Scale degree identification shows up in multiple-choice questions in both written and aural formats. You'll hear or see a melody and need to label a specific pitch as the mediant, or you'll be given a key and asked which note is scale degree 3. Speed matters here, so practice naming the mediant of all 15 major keys until it's automatic.
Watch for distractor answers that swap mediant and submediant. Practice questions also love to test the family of related ideas, like which scale degree creates tension that resolves to tonic (that's the leading tone, not the mediant) and how the submediant chord behaves in deceptive progressions. Knowing exactly what the mediant is keeps you from falling for those near-miss options. No released FRQ centers on the mediant by name, but scale-degree fluency feeds directly into the Roman numeral analysis and harmonization FRQs.
The mediant is scale degree 3; the submediant is scale degree 6. The trick is the prefix. "Sub" means below, so the submediant is a third below the tonic, mirroring how the mediant is a third above it.

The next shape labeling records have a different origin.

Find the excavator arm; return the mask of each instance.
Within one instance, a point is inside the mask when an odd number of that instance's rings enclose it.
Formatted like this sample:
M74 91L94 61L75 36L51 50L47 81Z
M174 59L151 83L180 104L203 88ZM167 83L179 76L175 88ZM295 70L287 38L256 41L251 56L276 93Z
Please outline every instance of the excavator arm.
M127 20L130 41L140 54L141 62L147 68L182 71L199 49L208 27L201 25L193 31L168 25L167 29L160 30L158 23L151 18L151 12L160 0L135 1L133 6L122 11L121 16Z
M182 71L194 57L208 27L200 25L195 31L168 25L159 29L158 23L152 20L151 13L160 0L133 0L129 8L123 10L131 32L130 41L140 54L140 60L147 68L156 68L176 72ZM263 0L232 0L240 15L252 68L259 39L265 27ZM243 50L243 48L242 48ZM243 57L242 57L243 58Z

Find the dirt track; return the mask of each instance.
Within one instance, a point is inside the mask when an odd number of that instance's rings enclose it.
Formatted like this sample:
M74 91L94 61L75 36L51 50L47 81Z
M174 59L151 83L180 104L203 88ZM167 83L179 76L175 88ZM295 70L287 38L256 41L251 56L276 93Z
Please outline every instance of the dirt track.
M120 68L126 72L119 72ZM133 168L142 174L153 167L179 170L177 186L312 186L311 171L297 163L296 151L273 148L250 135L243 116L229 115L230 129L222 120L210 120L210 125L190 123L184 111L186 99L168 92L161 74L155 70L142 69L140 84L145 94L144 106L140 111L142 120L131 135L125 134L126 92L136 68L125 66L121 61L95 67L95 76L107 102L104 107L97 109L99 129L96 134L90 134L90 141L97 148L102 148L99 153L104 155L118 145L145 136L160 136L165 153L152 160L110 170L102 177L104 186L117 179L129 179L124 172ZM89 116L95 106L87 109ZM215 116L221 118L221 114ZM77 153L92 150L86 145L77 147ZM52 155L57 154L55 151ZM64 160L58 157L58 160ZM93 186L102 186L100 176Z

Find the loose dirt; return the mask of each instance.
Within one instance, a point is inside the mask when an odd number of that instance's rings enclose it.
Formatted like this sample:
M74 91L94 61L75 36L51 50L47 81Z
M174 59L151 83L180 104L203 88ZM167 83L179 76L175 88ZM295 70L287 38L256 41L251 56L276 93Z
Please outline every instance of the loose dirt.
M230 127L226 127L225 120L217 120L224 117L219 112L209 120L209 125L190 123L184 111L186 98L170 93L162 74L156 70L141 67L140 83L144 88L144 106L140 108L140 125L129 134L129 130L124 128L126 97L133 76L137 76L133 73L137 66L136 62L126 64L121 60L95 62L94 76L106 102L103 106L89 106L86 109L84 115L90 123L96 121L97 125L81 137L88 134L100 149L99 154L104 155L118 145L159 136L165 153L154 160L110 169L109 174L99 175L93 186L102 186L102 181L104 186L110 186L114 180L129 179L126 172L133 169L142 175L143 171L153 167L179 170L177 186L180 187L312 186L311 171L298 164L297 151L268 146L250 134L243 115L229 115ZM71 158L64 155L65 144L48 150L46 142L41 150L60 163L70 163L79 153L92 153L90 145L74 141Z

In C major, the mediant is E and the submediant is A. On the exam, the submediant does more harmonic heavy lifting (the vi chord in deceptive progressions), while the mediant is mostly tested as a scale-degree label.
The mediant is the third scale degree, named because it sits midway between the tonic and the dominant.
In C major the mediant is E; to find it in any key, go a third above the tonic.
The mediant determines whether a key sounds major or minor, since scale degree 3 is the note that changes between the two modes.
Don't confuse the mediant (scale degree 3) with the submediant (scale degree 6), which is a third below the tonic and powers the vi chord in deceptive progressions.
The triad built on the mediant is iii in major keys and III in minor keys, one of the rarest diatonic chords in common-practice harmony.
CED objective 1.4.B requires identifying scale degree names like mediant in both performed (aural) and notated music.
The mediant is the third scale degree of a major or minor scale, located a third above the tonic. In C major it's E, and in A minor it's C. It gets its name from sitting in the middle between the tonic and the dominant.
No. The mediant is scale degree 3 and the submediant is scale degree 6. The submediant is a third below the tonic, while the mediant is a third above it, which is exactly what the "sub" prefix signals.
"Mediant" comes from the Latin for "middle." Scale degree 3 sits exactly halfway between the tonic (degree 1) and the dominant (degree 5), the two anchor pitches of tonal music.
Not really. That description fits the leading tone (scale degree 7), which pulls strongly up to tonic. The mediant is part of the tonic triad itself, so it sounds relatively stable. AP multiple-choice questions use this exact mix-up as a distractor.
The mediant triad is iii in major keys (a minor triad) and III in minor keys (a major triad). It's one of the least common diatonic chords in common-practice harmony, unlike the submediant's vi chord, which gets its own CED topic for its role in deceptive progressions.